Gramma replied, her tone made snappy by the heat, “Nuthin for you,” so I just stepped aside.
I ran to the screen door, opened it for Gramma, and walked in after her.
Gramma looked around and asked, “Where's your mama?”
“She gone to Lake Charles with Miss Lutherine, shoppin,” I replied. Miss Lutherine was our nosy neighbor.
Gramma sat down and put the box on the front room table. Ruth and I looked and waited. Sweat dripped from Gramma's forehead. She reached in her pocket for her handkerchief, wiped her brow, then the back of her hot, toasted neck, and asked for a cold glass of water. I went to the kitchen because Ruth was too short to reach the faucet and I had longer legs. I filled the glass with water, took two cubes of ice from the icebox, and put them in the glass. The ice crackled, made three pops, and I jumped, startled.

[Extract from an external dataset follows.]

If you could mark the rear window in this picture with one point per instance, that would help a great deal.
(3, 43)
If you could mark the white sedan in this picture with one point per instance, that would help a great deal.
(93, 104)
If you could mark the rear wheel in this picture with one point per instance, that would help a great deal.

Gramma took the glass from my hand and drank her water slowly like it was a pale green mint julep. I looked at her, then the box, wishing I had four eyes instead of two. She put her glass down, told me to sit next to her, put her hands on my face over my ears, pulled me to her, and kissed my forehead, the way she had a habit of doing to me and Ruth. She said my name twice and it sounded like an echo. “Leah ... Leah, this is for you ... from your aunt Olivia.”

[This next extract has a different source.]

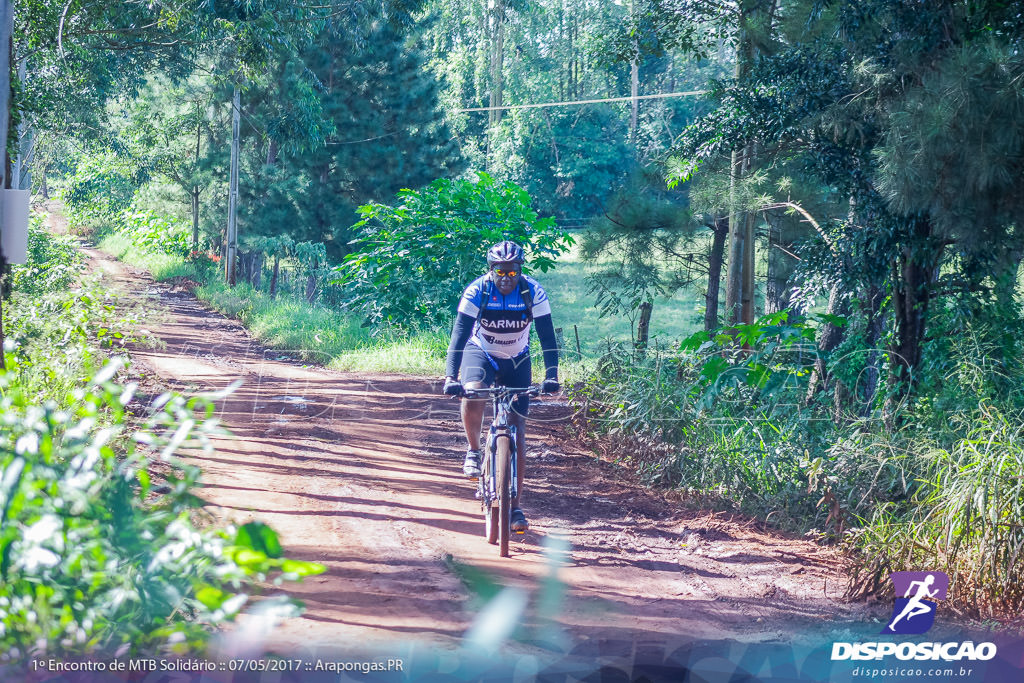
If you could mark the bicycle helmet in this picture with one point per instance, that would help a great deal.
(505, 252)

All I knew about Aunt Olivia, Mama's only sister, was that she lived in California and that she and my mama had stopped talking to each other before I was born and that no one mentioned her name in our house unless they wanted to go home hungry or wearing a frown. Once, Olivia had sent me and Ruth a postcard from Paris and we had taped it to the wall inside our closet.

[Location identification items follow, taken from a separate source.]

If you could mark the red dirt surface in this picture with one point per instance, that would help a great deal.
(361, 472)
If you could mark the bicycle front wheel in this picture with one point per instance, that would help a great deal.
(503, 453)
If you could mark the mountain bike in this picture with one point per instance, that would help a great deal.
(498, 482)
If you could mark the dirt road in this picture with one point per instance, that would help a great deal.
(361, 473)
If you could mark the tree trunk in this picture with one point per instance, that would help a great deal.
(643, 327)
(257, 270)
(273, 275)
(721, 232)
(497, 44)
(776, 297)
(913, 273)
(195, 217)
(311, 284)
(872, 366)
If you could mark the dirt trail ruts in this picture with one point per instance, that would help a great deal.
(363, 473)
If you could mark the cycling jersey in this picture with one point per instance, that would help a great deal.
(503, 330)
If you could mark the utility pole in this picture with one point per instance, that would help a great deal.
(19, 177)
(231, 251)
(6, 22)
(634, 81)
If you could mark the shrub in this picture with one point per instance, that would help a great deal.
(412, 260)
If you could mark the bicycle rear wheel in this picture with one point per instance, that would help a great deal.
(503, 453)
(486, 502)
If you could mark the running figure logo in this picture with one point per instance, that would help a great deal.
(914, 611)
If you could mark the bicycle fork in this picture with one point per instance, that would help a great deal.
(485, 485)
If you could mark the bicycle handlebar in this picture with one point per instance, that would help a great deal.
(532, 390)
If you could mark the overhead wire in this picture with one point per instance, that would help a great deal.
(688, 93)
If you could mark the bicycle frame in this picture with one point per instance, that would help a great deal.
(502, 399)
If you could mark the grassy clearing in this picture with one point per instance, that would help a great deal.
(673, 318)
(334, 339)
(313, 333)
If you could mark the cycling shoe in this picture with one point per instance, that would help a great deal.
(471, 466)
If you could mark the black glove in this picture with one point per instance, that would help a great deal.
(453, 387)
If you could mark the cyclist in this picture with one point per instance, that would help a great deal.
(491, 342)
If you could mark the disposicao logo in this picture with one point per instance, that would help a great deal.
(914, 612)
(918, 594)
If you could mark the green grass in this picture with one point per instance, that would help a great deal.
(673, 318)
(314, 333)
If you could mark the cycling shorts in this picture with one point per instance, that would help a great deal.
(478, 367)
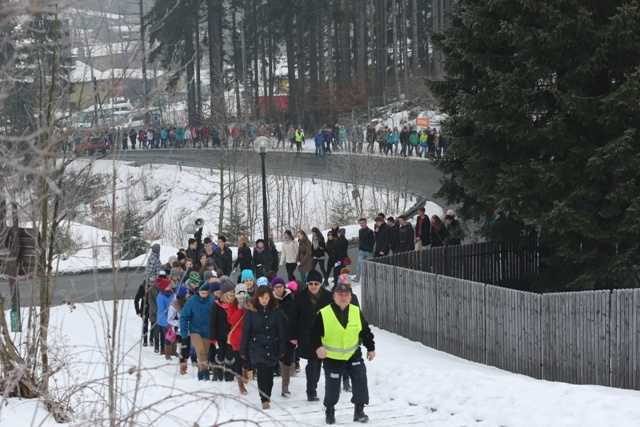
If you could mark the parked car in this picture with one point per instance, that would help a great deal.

I tore at the paper. There was a cardboard box underneath. A card was taped to it. The card had a picture of a hot air balloon, red and orange, green and yellow, the kind that floats up high in a clear blue sky. It said “Happy Birthday” on the outside and on the inside Olivia had written some words.
Ruth said, “Lemme see,” and stood close to me. Her head touched my shoulder and I smiled at her.
“Dear Leah,” I read. “This is a very special gift. It has a lock and key and it's only for you. One day, you will be a woman, a wonderful woman. This is your box of ...” I didn't know the next word and I asked Gramma for help before I remembered she couldn't read. I tried again. “This is your box of fem-i-ni-ni-ty.” I stopped reading and asked Gramma, “What's femininity?”
She replied, “Somethin inside that makes us dif‘rent from mens, like Eve was dif'rent from Adam.”
I said, “Oh,” and read the next line. “Happy birthday to you. Love, Olivia.”
I put the card down and Gramma told me to open the box. I opened it, pulled out the packing paper, and didn't expect to see what I did. It was a traveling case with a lock and key, but what made it beautiful was that it was covered with red roses. Nobody who lived way out in the country, who walked the dirt roads in Sulphur, Louisiana, like we did, had ever seen anything like this, let alone had one to call their own. I almost didn't want to touch it. So I put it on the table and stared.
Gramma said, “Open it up, girl. Open it up, Leah Jean.”
I put the key in the lock and turned the key and it popped open. Then I looked at Ruth sideways before I lifted the top. If you think the red rose box was something, it's only because you weren't there to see what was in it. In the top of the case there was jewelry. Gramma picked it up in her hands, looked at each piece extra hard, and said, “It ain't real, just costume jewelry, but most folks, even down in New Orleans, would think it is and some would even swear it is.”
It didn't matter to me whether it was real or not. All I knew was that it was pretty and that it belonged to me. There was a string of pearls and two pair of earrings. One pair had a pearl and a ball of what looked like real diamonds. The other had three purple stones set in the middle of yellow metal. Ruth touched them with her hand, and I let her because I loved her and her birthday didn't come until four days after Christmas. So if Olivia was going to send Ruth a box, it probably wasn't coming until then.